ICANN is meeting in Argentina this week. If anything ICANN has become even more opaque and closed than it was back in year 2000 when I first made the comparison between the selection of a new pope and ICANN's opaque and closed processes.

Perhaps ICANN can demonstrate that it can leap over the exceedingly low hurdle of being more open and transparent than the college of cardinals.

But the outlook is poor.

There is already reason to believe that ICANN won't be successful in that effort. Already it has been reported that a major amount of time was spent, or rather wasted, trying to seal a meeting that is supposed to be open to public inspection, if not to public participation.

The internet is not governed by a Pope and ICANN is not a College of Cardinals. We the community of internet users deserve better than the secrecy and unaccountability that ICANN has been feeding us ever since it was formed.


(Via CaveBear Blog.)

April 01, 2005

NTIA, .us, Whois, and the Privacy Act of 1974

As usual, DNRC Director, Karl Auerbach is right on the money. Anyone want to fund a lawsuit?

NTIA, .us, Whois, and the Privacy Act of 1974: "

An agency of the US Department of Commerce, the NTIA, has decreed that domain name registration information ('whois') for the .us top level domain must be made available to all comers, for any reason, at any time.

The Privacy Act of 1974 defines the obligations and duties of Federal agencies that control databases containing personally identifiable information.
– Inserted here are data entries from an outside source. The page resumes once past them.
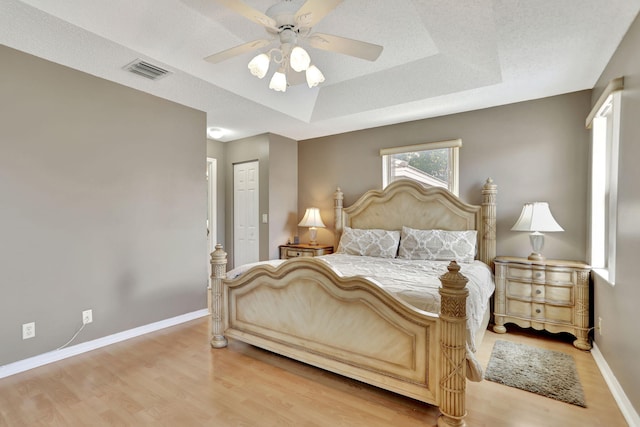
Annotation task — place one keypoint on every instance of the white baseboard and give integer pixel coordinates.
(54, 356)
(628, 411)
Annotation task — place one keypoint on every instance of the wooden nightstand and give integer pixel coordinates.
(551, 295)
(302, 250)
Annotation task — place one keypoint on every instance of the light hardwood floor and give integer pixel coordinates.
(173, 378)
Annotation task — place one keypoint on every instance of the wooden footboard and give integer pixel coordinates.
(349, 326)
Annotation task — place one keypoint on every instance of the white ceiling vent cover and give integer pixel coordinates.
(145, 69)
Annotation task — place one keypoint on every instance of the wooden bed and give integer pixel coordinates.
(349, 325)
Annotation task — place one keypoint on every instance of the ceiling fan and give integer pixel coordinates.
(289, 22)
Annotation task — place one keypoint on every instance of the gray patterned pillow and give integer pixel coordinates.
(373, 242)
(438, 245)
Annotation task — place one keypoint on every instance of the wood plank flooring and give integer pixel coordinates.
(173, 378)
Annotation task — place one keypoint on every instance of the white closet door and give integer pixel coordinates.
(245, 213)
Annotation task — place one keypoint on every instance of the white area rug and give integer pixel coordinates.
(548, 373)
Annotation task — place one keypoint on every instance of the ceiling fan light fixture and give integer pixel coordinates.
(278, 81)
(299, 59)
(259, 65)
(314, 76)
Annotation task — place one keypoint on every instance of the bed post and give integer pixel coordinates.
(488, 241)
(218, 273)
(453, 317)
(338, 197)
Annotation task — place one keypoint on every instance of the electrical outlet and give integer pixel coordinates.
(599, 325)
(87, 316)
(28, 330)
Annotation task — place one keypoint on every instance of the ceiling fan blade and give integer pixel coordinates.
(359, 49)
(250, 13)
(312, 11)
(235, 51)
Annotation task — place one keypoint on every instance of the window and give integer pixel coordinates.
(605, 123)
(434, 163)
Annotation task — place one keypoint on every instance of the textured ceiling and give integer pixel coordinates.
(440, 57)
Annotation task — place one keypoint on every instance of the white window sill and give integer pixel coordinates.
(603, 274)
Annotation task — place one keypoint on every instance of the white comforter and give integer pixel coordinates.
(415, 282)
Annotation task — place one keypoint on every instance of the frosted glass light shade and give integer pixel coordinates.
(278, 82)
(259, 65)
(314, 76)
(299, 59)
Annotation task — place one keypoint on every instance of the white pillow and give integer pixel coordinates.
(438, 245)
(369, 242)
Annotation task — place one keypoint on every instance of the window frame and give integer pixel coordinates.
(604, 121)
(454, 157)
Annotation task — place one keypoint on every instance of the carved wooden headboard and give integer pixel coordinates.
(412, 204)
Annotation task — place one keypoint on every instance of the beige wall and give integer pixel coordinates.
(103, 206)
(216, 150)
(617, 305)
(277, 159)
(534, 151)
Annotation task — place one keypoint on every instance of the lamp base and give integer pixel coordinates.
(313, 233)
(537, 243)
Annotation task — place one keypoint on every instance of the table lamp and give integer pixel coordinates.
(312, 220)
(537, 219)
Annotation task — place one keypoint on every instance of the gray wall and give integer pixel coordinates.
(534, 151)
(103, 206)
(618, 305)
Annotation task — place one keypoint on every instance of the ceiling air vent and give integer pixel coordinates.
(145, 69)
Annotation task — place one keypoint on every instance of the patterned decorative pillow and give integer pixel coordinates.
(373, 242)
(438, 245)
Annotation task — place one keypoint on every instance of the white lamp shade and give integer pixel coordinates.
(314, 76)
(299, 59)
(278, 82)
(259, 65)
(536, 216)
(312, 218)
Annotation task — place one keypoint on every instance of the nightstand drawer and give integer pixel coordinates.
(295, 253)
(518, 308)
(559, 295)
(518, 290)
(518, 273)
(561, 277)
(557, 314)
(304, 251)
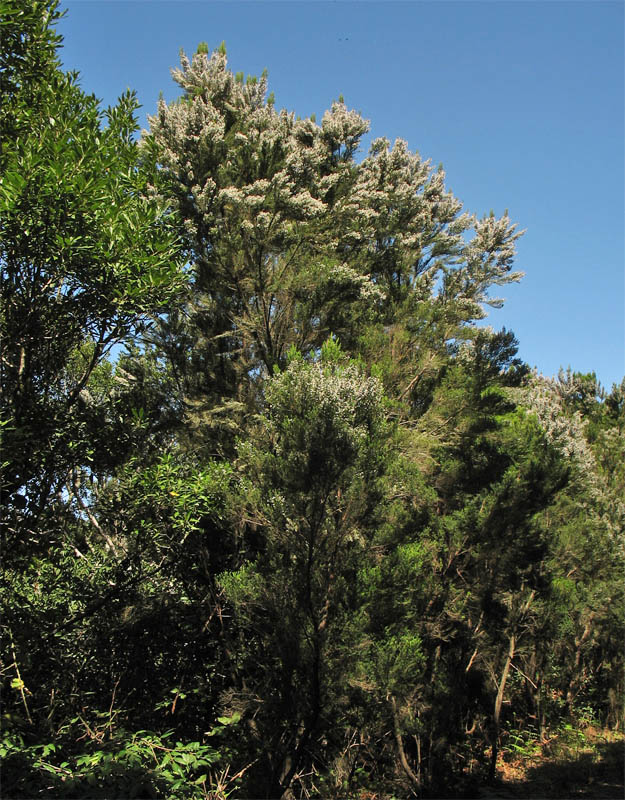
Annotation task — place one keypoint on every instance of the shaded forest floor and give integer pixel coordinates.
(588, 764)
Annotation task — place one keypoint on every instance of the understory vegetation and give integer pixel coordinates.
(281, 518)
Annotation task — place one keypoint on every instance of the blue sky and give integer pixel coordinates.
(522, 102)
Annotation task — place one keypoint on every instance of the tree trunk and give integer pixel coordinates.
(414, 780)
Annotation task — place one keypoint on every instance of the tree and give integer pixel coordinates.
(85, 255)
(290, 239)
(311, 472)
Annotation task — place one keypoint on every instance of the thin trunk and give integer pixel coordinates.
(400, 747)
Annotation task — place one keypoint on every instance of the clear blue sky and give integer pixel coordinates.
(522, 102)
That act may be found at 5 USC 552a (be careful about that trailing 'a' else you end up with a related, but entirely different chunk of law, the Freedom of Information Act.)

The act covers systems of records - which section (a)(5) the act defines as:

a group of any records under the control of any agency from which information is retrieved by the name of the individual or by some identifying number, symbol, or other identifying particular assigned to the individual

For purposes of the .us whois database perhaps the most important words in the above definition are 'under the control'.

Back in 1997 I raised the issue whether the National Science Foundation was under Privacy Act obligations with respect to the whois of that era. After much heming and hawing (and a failure to meet statutory deadlines) the NSF excused itself by claiming that the whois database of that pre-ICANN era was the property of Network Solutions and was not under the control of the National Science Foundation. (The NSF letter is an excellent example of bureaucratic gobbledygook and slight-of-hand - it tried to use Freedom of Information Act law - a completely distinct law - to claim that it had nothing to do with 'whois'.)

Well times have changed and now we have NTIA, the Federal agency that has stepped into NSF's role with respect to the internet.

And NTIA has exercised considerable control over the .us top level domain and over the policies under which it operates. Most importantly, NTIA has mandated not only that 'whois' information be collected but has also dictated the information privacy rules under which the .us whois operates.

It seems to me that NTIA is exercising sufficient control over the .us top level domain and over the associated registration records ('whois') to trigger Privacy Act obligations on NTIA and Privacy Act rights in individuals who may or may not be named in that database. Even if we were to use the agency-excusing standards that NSF used in its letter to me in 1997, it is hard to see that that NTIA can escape being subject to the act.

It would be an interesting exercise to make a request (similar to the one I made in 1997 to NSF) to NTIA and see how the agency reacts. A current-day request would need to indicate the factual situation so that NTIA would not be able to easily wiggle away from the fact that it does, in fact, control the whois database affiliated with the .us top level domain.

By-the-way, there's an a petition protesting NTIA's policy over the .us TLD.